What if we spend $1 million per mile - surely we could then build a fence or other barrier to deter illegal immigrants. This cost sounds excessive, but is only $2 billion in total, a very small fraction of what we're paying to equip our airports with immigration controls. And if we refused to allow illegal alien 'rights' groups (what rights do illegal aliens have?) to set out refreshment stations in the desert, that would help make things more difficult, too. If we're serious, there's nothing too difficult about barbed wire, searchlights, machine guns, and land mines (just ask the Russians).
But, of course, the 'inability to seal the Mexican border' is nothing more than political unwillingness. So while we spend billions to secure our airports from terrorist entry, we literally spread out the welcome mat for anyone willing to swim across the Rio Grande.
Lots of cell phone lunacy around the world at present. Palm Beach County schools are seeking to ban camera equipped cell phones, but will still allow regular cell phones and separate cameras in school. Digital cameras such as the credit card sized one I reviewed a while ago are much smaller and more concealable than cell phones with cameras built in....

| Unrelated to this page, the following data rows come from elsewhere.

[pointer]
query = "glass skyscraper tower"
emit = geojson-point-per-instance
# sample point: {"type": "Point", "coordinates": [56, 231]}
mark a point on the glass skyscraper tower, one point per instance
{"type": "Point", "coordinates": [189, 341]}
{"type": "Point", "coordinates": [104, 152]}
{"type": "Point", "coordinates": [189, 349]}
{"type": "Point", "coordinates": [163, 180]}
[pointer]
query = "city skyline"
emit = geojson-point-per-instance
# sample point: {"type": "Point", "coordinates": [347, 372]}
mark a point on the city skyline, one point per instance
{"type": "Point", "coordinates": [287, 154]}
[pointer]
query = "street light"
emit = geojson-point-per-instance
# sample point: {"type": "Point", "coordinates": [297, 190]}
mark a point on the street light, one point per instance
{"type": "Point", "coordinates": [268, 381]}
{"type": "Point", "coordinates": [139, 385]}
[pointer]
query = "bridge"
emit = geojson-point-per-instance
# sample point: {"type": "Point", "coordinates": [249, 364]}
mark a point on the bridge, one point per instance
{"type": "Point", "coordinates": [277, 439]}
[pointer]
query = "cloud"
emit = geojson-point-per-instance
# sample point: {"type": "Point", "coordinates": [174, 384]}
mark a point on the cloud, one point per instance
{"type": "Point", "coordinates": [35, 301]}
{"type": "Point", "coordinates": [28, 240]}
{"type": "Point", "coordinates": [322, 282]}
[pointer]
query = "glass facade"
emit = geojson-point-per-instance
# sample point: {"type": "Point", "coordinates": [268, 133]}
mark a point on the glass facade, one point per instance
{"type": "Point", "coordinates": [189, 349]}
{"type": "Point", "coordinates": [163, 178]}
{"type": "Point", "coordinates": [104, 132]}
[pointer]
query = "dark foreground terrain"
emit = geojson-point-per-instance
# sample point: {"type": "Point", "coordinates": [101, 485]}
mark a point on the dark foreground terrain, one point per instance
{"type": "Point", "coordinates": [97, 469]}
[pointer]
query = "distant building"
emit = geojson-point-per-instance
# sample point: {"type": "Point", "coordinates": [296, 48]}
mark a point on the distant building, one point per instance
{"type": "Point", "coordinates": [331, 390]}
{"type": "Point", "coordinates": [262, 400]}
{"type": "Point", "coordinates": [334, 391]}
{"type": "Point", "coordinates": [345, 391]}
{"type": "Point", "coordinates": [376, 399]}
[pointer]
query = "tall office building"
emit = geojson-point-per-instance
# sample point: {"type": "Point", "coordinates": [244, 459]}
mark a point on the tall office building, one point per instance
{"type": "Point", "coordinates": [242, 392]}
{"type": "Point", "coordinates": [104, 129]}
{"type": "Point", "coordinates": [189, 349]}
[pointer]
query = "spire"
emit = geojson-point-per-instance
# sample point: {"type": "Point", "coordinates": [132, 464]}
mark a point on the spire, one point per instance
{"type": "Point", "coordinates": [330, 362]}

If they proceed with their ban, they'll be emulating the enlightened rulers of Saudi Arabia, who banned cameraphones from their kingdom completely. If you inadvertently take one with you, it will be confiscated upon arrival and not returned to you when you leave again.
Saudi Arabia's equally enlightened neighbors in Kuwait have now criminalized the use of Bluetooth wireless technology. This move came after reports of young men taking photos of women, without permission, with their cellular phones. People misusing Bluetooth could face imprisonment of two to five years.
There's one small point the Kuwaitis are overlooking. Bluetooth has nothing to do with taking pictures.
I have three main phones that I generally use - a Nokia 3650, a Sony Ericsson T610 and a Motorola V600. All have Bluetooth and all have cameras. I guess I won't be traveling to the Far East (or Palm Beach County schools) any time soon.
'God made me do it'. So said the defendant in a murder case, who claims she was tricked into believing the SMS messages she received on her cell phone were from God, routed via the Swedish Lutheran pastor who then convinced the 27 year old nanny to murder his second wife and the husband of the woman next door.
Better ban all phones with SMS capability too.
Lastly this week, a new service from Cingular Wireless. They are offering a service called 'Escape-A-Date' that automatically calls you at a pre-set time to help you extricate yourself from any unpleasant social situations. There are eight different scripts to choose from that prompt you to say the right things so you can make it sound like you’ve just gotten a very important and urgent call that requires you to leave immediately.